No, aunque el dolor inicial puede ser similar. La periostitis es una inflamación del periostio (membrana que cubre el hueso) por sobreuso. La fractura por estrés es una lesión más grave: son fisuras en el hueso mismo. La fractura por estrés duele en un punto específico, mientras la periostitis duele en un área más difusa. La Resonancia Magnética ayuda a diferenciarlas.

¿Cuándo es emergencia?

Es una emergencia y debe acudir de inmediato a urgencias si el dolor es tan intenso que no puede apoyar el pie en el suelo, si ve o siente una deformidad en la pierna, o si presenta adormecimiento, hormigueo o coloración azulada/palidez en el pie.
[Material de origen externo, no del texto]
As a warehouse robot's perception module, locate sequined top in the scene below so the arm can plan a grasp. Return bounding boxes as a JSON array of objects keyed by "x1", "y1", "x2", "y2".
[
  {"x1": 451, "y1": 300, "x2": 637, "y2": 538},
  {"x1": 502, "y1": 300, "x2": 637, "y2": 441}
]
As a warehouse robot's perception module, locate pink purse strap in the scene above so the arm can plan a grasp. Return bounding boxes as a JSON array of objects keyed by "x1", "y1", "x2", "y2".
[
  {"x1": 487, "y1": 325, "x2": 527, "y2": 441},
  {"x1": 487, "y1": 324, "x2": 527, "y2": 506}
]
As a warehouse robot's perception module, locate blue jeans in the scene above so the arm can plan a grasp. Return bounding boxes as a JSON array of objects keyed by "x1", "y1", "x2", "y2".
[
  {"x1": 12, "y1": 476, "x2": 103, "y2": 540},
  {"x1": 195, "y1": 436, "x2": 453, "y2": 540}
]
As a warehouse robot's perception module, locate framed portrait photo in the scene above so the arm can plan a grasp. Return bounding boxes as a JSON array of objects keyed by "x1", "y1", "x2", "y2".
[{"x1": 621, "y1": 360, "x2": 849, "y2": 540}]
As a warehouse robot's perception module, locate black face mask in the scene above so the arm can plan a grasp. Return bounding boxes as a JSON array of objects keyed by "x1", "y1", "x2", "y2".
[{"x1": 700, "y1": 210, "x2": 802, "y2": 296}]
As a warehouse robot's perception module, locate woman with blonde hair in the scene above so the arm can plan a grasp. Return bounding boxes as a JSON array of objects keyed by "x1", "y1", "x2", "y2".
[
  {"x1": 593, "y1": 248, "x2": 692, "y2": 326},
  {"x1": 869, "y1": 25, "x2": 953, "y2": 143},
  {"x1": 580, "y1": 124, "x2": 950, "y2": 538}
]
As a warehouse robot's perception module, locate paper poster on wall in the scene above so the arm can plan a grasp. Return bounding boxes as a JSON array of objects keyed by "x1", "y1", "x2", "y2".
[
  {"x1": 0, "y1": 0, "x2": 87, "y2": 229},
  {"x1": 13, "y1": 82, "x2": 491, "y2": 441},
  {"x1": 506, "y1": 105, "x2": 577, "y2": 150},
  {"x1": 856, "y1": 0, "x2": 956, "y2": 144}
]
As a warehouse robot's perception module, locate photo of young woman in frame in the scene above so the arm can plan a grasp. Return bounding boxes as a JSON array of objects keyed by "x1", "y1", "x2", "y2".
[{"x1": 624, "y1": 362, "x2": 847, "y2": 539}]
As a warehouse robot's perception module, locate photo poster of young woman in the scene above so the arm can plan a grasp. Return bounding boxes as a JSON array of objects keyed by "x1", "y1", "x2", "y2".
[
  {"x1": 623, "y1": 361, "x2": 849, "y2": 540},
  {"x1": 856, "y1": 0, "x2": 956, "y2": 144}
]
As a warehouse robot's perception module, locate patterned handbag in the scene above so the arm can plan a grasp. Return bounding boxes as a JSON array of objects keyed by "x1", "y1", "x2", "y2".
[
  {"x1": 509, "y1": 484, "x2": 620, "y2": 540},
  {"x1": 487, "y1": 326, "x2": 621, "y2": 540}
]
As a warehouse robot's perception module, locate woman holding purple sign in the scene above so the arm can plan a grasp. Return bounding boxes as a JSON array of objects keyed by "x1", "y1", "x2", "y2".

Estos signos pueden indicar una fractura completa o complicaciones.

¿Qué estudios necesito?

Lo primero es una valoración médica. Es probable que su médico inicie con radiografías. Si la sospecha persiste y las radiografías son normales, el estudio más preciso es una Resonancia Magnética de la pierna, ya que muestra el edema óseo y las fisuras de manera temprana. En algunos casos se puede solicitar una gammagrafía ósea o una tomografía.